Daniel Willingham--Science & Education
Hypothesis non fingo
  • Home
  • About
  • Books
  • Articles
  • Op-eds
  • Videos
  • Learning Styles FAQ
  • Daniel Willingham: Science and Education Blog

What the PISA problem-solving scores mean--or don't.

4/24/2014

 
This blog posting first appeared on RealClearEducation on April 8, 2014.

The 2012 results for the brand-new PISA problem-solving test were released last week. News in various countries predictably focused on how well local students fared, whether they were American, British, Israeli, or Malaysian. The topic that should have been of greater interest  was what the test actually measures.

How do we know that a test measures what it purports to measure? There are a few ways to approach this problem.

One is when the content of the test seems, on the face of it, to represent what you’re trying to test. For example, math tests should require the solution of mathematical problems. History tests should require that test-takers display knowledge of history and the ability to use that knowledge as historians do. 

Things get trickier when you’re trying to measure a more abstract cognitive ability like intelligence. In contrast to math, where we can at least hope to specify what constitutes the body of knowledge and skills of the field, intelligence is not domain-specific. So we must devise other ways to validate the test. For example, we might say that people who score well on our test show their intelligence in other commonly accepted ways, like doing well in school and on the job.

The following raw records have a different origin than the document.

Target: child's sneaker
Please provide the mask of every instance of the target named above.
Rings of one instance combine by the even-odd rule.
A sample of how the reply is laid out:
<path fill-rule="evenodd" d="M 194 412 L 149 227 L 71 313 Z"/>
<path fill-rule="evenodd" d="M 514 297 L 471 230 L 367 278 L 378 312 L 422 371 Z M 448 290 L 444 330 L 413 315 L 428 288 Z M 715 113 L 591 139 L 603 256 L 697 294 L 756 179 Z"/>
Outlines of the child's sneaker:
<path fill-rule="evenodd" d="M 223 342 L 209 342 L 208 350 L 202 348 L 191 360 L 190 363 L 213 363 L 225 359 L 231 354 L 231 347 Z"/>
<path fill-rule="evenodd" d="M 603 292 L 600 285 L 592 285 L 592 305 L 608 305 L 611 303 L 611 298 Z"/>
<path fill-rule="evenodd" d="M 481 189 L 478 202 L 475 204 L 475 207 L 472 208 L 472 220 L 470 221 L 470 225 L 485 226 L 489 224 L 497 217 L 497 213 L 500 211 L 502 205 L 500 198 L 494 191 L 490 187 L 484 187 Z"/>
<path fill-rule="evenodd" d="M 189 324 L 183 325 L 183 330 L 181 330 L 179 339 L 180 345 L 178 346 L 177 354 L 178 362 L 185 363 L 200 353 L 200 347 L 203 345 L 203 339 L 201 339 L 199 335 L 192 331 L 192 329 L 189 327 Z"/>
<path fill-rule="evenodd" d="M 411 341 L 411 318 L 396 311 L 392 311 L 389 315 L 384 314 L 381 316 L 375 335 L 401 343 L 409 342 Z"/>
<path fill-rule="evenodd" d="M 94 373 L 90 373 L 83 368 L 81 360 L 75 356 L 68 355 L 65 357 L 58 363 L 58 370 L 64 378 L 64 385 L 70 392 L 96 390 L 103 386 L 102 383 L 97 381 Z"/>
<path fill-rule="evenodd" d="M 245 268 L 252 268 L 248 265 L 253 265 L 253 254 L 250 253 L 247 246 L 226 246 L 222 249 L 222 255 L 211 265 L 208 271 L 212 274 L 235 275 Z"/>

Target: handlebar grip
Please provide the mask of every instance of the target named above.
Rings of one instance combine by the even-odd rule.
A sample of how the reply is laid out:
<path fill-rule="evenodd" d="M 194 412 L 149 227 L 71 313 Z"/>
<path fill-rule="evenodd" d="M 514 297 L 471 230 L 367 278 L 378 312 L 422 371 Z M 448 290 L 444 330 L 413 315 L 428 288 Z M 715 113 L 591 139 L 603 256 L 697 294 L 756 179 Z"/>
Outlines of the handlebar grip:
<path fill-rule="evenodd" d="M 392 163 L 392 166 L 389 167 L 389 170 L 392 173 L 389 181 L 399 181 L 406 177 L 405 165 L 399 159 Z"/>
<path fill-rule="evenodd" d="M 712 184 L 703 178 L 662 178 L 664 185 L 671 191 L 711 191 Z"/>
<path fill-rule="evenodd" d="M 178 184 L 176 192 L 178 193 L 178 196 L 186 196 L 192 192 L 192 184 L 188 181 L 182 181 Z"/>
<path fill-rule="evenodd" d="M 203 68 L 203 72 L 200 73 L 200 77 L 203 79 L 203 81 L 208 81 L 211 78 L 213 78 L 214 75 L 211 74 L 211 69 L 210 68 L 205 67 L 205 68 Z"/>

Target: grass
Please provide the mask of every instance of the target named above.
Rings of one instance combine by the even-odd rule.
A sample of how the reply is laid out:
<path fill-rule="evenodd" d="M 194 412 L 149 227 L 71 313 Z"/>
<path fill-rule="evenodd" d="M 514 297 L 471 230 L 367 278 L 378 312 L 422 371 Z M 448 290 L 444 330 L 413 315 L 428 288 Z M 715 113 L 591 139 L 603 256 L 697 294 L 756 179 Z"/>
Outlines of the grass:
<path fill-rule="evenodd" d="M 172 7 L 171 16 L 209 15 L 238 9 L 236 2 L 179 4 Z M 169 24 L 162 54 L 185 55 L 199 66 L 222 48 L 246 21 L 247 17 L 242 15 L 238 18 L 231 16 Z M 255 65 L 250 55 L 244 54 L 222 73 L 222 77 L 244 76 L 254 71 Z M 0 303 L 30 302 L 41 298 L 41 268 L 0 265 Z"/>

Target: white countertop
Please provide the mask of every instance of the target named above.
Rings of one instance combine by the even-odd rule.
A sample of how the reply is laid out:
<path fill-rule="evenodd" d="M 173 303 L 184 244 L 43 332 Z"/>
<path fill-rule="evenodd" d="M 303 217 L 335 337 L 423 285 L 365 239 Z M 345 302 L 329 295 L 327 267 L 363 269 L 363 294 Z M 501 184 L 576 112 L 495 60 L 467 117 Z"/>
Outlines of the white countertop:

Another strategy  is to define what the construct means—“here’s my definition of intelligence”—and then make a case for why your test items measure that construct as you’ve defined it.

So what approach does PISA take to problem-solving? It uses a combined strategy that ought to prompt serious reflection in education policymakers.

There is not any attempt to tie performance on the test to everyday measures of problem-solving. (At least, none have been offered so far, but there is more detail on the construction of the test to come, in an as-yet-unpublished technical report.)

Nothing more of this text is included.